Any gaps or leaks that allow conditioned air to escape your Florida home (or that allow unconditioned air to enter it) can reduce the efficiency of your heating and cooling system, leading to increased energy costs. By finding and sealing air leaks with these tips, you can save money and be more comfortable throughout the year.
Windows and Doors
Poorly-sealed windows and doors often feel drafty and can contribute significantly to higher energy costs. Use weatherstripping along the bottoms and tops of windows to seal gaps between the window and the frame, and use caulk to seal around the edges of the window frames, inside and out. Install weatherstripping around the inside of the door frame, where the door meets it, and use caulk around the edges of the frame. Install a door sweep to seal any gaps at the bottom of the door.

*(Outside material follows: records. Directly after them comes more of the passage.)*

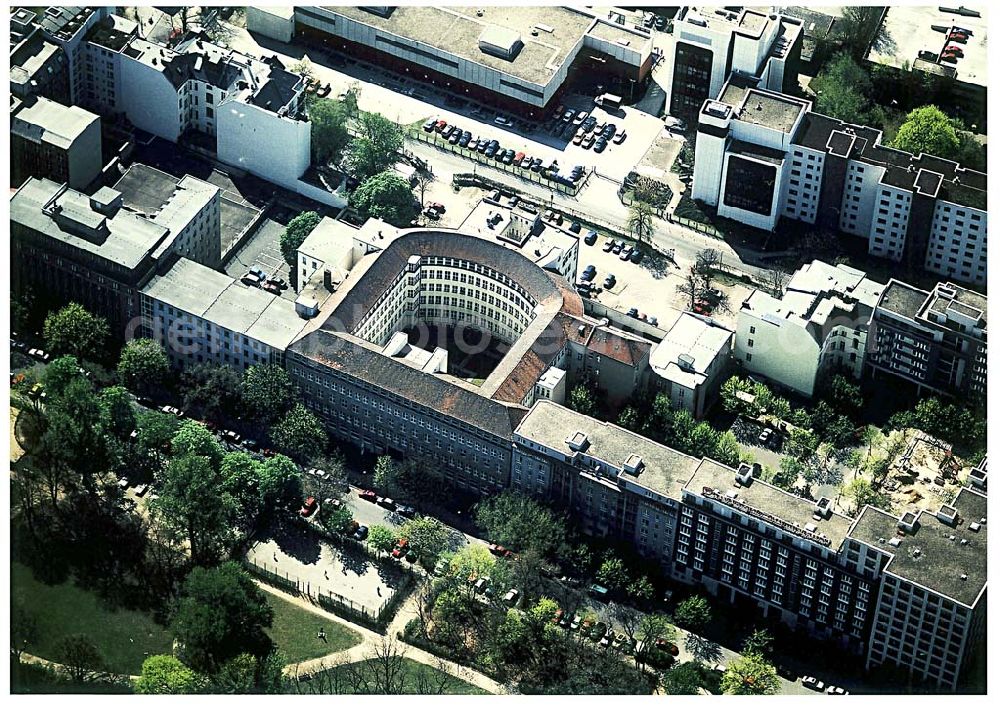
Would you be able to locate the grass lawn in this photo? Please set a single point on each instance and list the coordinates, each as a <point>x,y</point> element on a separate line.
<point>122,636</point>
<point>414,670</point>
<point>294,632</point>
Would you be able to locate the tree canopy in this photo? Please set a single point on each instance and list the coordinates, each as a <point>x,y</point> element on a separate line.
<point>928,130</point>
<point>219,614</point>
<point>297,230</point>
<point>385,195</point>
<point>76,331</point>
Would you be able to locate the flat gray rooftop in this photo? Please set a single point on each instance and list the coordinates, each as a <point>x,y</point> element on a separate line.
<point>768,499</point>
<point>903,299</point>
<point>665,470</point>
<point>456,30</point>
<point>770,110</point>
<point>948,559</point>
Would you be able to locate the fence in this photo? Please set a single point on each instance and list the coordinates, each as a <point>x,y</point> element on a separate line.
<point>335,603</point>
<point>525,174</point>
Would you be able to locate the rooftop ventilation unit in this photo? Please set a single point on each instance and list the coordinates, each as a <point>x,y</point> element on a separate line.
<point>634,465</point>
<point>948,515</point>
<point>908,522</point>
<point>578,441</point>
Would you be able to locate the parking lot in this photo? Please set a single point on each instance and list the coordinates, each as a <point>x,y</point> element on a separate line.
<point>650,285</point>
<point>263,251</point>
<point>326,569</point>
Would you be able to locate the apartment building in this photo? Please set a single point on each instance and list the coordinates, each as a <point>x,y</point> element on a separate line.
<point>819,324</point>
<point>935,340</point>
<point>250,111</point>
<point>517,58</point>
<point>48,139</point>
<point>712,44</point>
<point>761,156</point>
<point>188,207</point>
<point>930,602</point>
<point>38,67</point>
<point>67,246</point>
<point>753,544</point>
<point>690,363</point>
<point>199,315</point>
<point>616,483</point>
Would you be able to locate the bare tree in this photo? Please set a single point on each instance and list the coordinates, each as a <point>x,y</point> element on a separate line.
<point>775,281</point>
<point>640,221</point>
<point>424,179</point>
<point>691,285</point>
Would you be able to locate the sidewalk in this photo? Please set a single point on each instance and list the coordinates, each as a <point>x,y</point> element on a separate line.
<point>370,638</point>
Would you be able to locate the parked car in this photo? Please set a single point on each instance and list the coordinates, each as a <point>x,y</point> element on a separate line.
<point>813,683</point>
<point>308,507</point>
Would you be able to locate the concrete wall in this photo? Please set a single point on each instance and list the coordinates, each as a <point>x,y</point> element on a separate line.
<point>261,143</point>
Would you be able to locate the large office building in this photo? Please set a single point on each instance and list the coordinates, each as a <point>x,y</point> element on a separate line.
<point>762,156</point>
<point>935,340</point>
<point>712,44</point>
<point>518,58</point>
<point>38,66</point>
<point>49,139</point>
<point>691,362</point>
<point>249,111</point>
<point>908,590</point>
<point>819,324</point>
<point>929,609</point>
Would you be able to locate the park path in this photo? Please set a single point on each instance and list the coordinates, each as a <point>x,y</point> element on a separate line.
<point>370,638</point>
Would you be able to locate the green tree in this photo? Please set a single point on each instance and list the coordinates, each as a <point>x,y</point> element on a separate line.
<point>760,642</point>
<point>684,679</point>
<point>860,28</point>
<point>191,507</point>
<point>727,449</point>
<point>300,434</point>
<point>165,674</point>
<point>377,147</point>
<point>640,221</point>
<point>80,657</point>
<point>336,520</point>
<point>750,675</point>
<point>59,374</point>
<point>219,614</point>
<point>329,120</point>
<point>143,364</point>
<point>211,388</point>
<point>842,90</point>
<point>295,234</point>
<point>76,331</point>
<point>521,523</point>
<point>427,537</point>
<point>693,613</point>
<point>382,538</point>
<point>195,439</point>
<point>613,574</point>
<point>267,390</point>
<point>581,399</point>
<point>928,130</point>
<point>385,195</point>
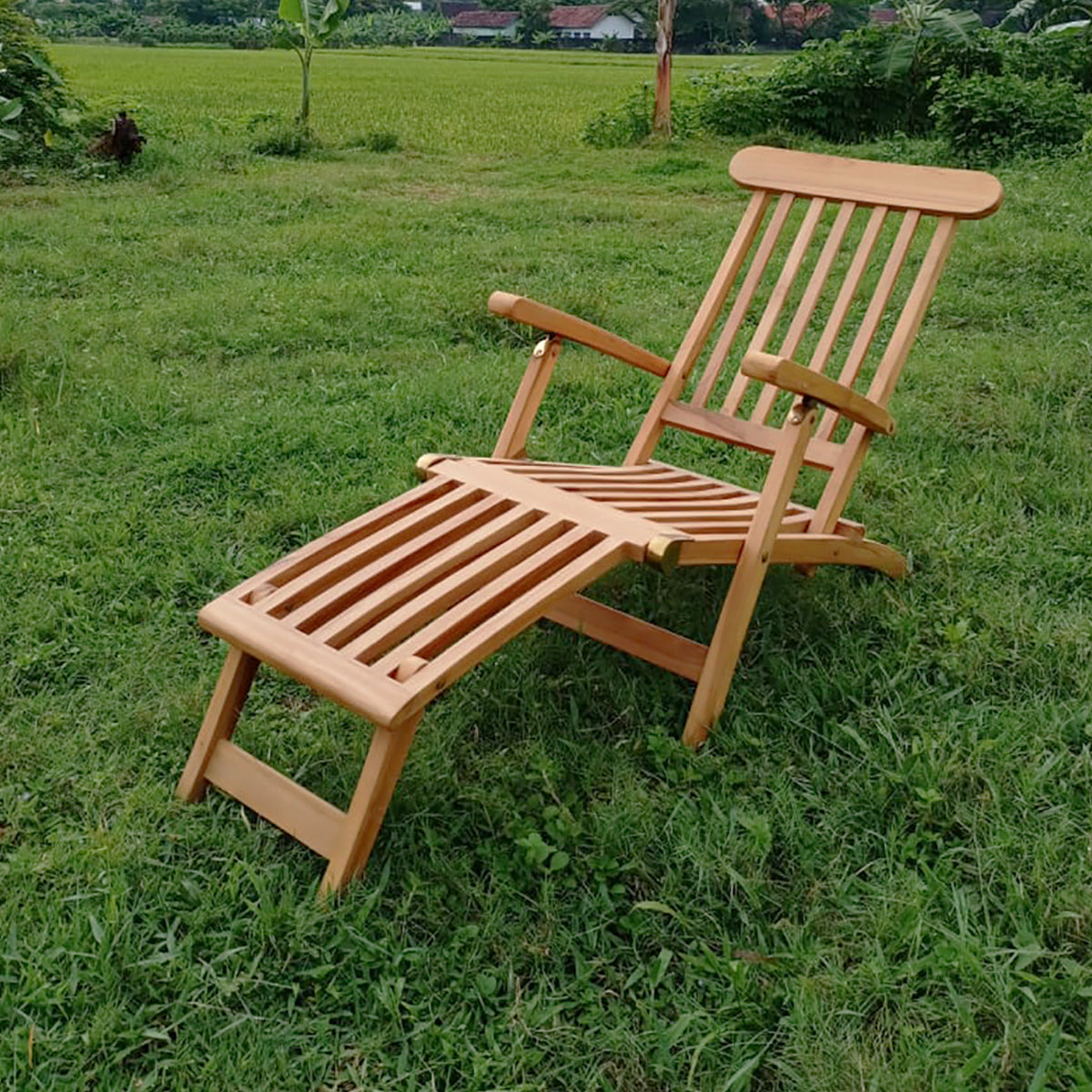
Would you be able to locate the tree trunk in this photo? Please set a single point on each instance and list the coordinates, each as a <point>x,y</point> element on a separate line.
<point>665,38</point>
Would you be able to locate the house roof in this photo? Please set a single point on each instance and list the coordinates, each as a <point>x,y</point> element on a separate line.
<point>487,20</point>
<point>578,16</point>
<point>796,16</point>
<point>451,8</point>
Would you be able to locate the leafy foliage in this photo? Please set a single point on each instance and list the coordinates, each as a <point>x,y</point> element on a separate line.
<point>36,110</point>
<point>878,82</point>
<point>631,121</point>
<point>986,119</point>
<point>311,25</point>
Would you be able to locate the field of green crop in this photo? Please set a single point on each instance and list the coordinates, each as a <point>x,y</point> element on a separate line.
<point>473,101</point>
<point>878,873</point>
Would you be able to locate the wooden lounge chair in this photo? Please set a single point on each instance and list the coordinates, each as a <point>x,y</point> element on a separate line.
<point>389,611</point>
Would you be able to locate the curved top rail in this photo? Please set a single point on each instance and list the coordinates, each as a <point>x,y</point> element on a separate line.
<point>938,191</point>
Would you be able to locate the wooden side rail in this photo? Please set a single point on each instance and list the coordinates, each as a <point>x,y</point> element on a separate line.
<point>791,376</point>
<point>552,321</point>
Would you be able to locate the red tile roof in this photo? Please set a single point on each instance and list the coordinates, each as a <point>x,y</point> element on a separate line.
<point>490,20</point>
<point>578,16</point>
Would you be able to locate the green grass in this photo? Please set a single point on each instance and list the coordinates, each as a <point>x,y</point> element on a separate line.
<point>876,875</point>
<point>468,101</point>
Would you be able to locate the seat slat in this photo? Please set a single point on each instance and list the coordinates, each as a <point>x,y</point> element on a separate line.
<point>316,579</point>
<point>500,627</point>
<point>365,610</point>
<point>333,541</point>
<point>460,584</point>
<point>312,615</point>
<point>506,588</point>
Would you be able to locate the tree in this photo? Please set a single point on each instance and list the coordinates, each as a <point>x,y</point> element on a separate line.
<point>665,43</point>
<point>314,21</point>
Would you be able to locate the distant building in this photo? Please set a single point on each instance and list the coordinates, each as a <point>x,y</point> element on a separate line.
<point>581,22</point>
<point>795,16</point>
<point>486,25</point>
<point>451,8</point>
<point>593,22</point>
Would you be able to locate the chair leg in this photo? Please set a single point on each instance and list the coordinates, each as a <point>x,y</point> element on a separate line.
<point>374,791</point>
<point>724,650</point>
<point>747,580</point>
<point>219,721</point>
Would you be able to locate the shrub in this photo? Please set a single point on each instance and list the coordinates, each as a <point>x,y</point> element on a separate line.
<point>1054,56</point>
<point>736,104</point>
<point>631,123</point>
<point>626,125</point>
<point>36,112</point>
<point>273,136</point>
<point>376,142</point>
<point>987,118</point>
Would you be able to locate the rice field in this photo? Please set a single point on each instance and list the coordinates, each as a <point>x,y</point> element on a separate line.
<point>876,876</point>
<point>480,101</point>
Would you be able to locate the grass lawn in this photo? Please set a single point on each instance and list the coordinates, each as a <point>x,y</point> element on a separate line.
<point>878,873</point>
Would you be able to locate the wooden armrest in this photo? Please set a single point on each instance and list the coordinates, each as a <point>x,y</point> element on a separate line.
<point>521,309</point>
<point>791,376</point>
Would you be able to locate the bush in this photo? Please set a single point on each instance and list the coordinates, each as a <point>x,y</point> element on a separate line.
<point>736,103</point>
<point>380,141</point>
<point>631,123</point>
<point>986,118</point>
<point>626,125</point>
<point>38,115</point>
<point>273,136</point>
<point>1054,56</point>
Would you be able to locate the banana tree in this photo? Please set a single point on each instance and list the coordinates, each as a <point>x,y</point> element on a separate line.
<point>314,21</point>
<point>918,22</point>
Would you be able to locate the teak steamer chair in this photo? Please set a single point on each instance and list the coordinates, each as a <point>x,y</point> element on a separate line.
<point>389,611</point>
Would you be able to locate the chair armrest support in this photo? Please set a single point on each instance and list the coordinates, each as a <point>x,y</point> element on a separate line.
<point>552,321</point>
<point>791,376</point>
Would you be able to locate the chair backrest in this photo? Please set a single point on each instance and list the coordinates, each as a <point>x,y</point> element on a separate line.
<point>835,266</point>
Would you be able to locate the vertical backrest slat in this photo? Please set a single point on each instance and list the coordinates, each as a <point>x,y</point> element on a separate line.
<point>855,447</point>
<point>807,306</point>
<point>776,303</point>
<point>913,312</point>
<point>849,290</point>
<point>711,306</point>
<point>866,332</point>
<point>842,288</point>
<point>743,301</point>
<point>652,427</point>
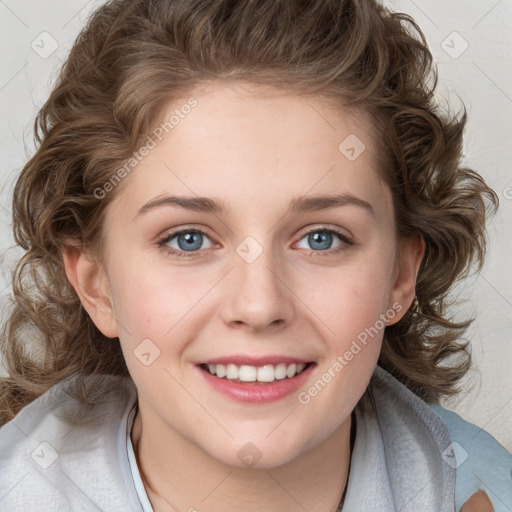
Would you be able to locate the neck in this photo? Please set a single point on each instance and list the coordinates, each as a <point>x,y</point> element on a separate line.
<point>178,475</point>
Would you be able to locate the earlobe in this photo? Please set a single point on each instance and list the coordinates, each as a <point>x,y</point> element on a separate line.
<point>412,250</point>
<point>90,281</point>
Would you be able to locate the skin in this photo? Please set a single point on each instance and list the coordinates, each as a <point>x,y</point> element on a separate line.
<point>254,149</point>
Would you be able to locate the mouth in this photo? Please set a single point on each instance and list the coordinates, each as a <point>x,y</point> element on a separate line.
<point>265,374</point>
<point>265,380</point>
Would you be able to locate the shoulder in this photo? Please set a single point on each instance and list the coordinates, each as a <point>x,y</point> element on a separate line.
<point>480,460</point>
<point>59,454</point>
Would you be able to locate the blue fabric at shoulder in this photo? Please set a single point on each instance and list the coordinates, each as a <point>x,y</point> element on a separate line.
<point>481,462</point>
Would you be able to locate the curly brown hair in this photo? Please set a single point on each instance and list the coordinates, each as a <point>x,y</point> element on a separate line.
<point>133,57</point>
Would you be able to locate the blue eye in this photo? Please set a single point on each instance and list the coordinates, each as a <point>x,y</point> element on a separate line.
<point>190,241</point>
<point>321,239</point>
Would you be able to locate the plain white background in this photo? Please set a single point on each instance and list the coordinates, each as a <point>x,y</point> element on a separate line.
<point>471,43</point>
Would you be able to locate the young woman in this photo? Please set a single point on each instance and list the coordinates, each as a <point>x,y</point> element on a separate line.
<point>241,227</point>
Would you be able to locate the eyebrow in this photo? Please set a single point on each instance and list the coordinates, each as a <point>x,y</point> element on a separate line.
<point>297,205</point>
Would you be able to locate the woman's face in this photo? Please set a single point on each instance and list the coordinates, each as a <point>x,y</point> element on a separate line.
<point>266,278</point>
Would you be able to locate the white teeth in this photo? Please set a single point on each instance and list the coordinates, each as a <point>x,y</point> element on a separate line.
<point>246,373</point>
<point>280,371</point>
<point>232,371</point>
<point>265,373</point>
<point>291,370</point>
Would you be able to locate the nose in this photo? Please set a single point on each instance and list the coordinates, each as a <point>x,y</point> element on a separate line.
<point>257,295</point>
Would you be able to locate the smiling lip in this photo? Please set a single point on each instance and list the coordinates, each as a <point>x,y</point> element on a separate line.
<point>255,361</point>
<point>256,392</point>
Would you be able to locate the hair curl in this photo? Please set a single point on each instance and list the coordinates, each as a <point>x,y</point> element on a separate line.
<point>133,57</point>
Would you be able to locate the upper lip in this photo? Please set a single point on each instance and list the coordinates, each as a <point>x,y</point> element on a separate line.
<point>241,360</point>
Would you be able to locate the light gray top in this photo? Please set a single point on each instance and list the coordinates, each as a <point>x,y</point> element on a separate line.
<point>50,462</point>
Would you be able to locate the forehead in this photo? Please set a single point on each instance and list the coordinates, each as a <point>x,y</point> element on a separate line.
<point>248,143</point>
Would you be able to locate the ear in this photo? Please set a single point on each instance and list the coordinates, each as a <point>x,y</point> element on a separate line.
<point>410,255</point>
<point>88,277</point>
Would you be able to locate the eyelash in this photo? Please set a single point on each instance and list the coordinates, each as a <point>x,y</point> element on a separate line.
<point>322,229</point>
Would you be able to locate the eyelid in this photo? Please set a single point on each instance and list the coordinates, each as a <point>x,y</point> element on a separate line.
<point>165,238</point>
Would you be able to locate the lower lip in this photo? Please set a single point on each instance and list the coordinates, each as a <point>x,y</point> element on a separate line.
<point>257,392</point>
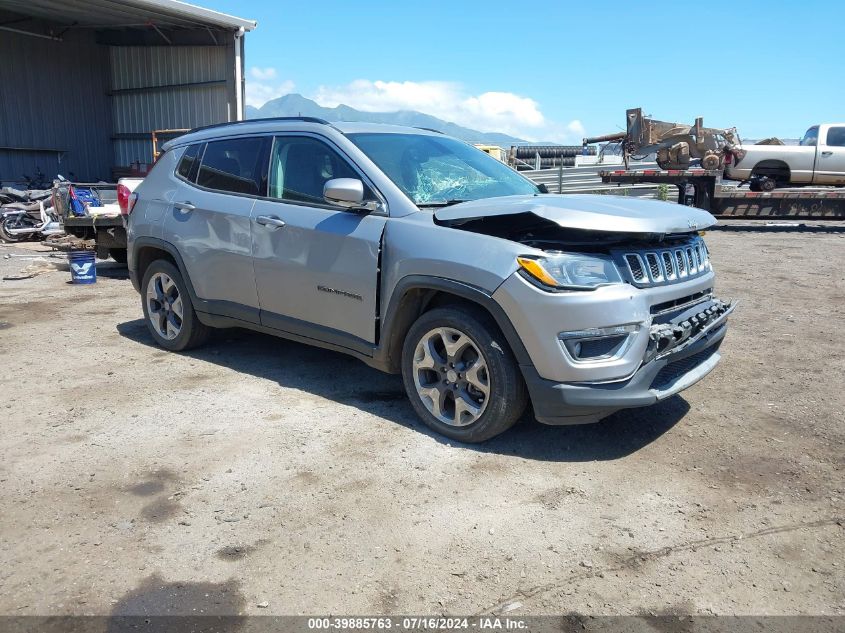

Warm air often escapes into the attic during heating season. Use caulk to seal around holes drilled for electrical lines, plumbing vents or lighting fixtures, or expanding foam if the gap is larger than ¼ inch. Seal around appliance flues and chimneys using high temperature caulk, and install a metal baffle to keep insulation away from any hot surfaces. Install baffles around recessed lighting, and seal soffits using caulk and insulation. Use unfaced insulation in plastic bags to seal any empty stud bays.
Any holes in the exterior walls can increase energy usage. Use caulk or expanding foam to seal holes drilled for plumbing, electric, or gas lines, as well as dryer vents or exhaust fan openings. Seal around any light fixtures, and repair or replace damaged siding. Use foam gaskets on interior outlets to seal the outlet covers.
Cool air often enters through the basement and is drawn into the rest of the home. Use caulk to seal around rim joists and the sill plate, as well as any holes drilled for plumbing or electric lines.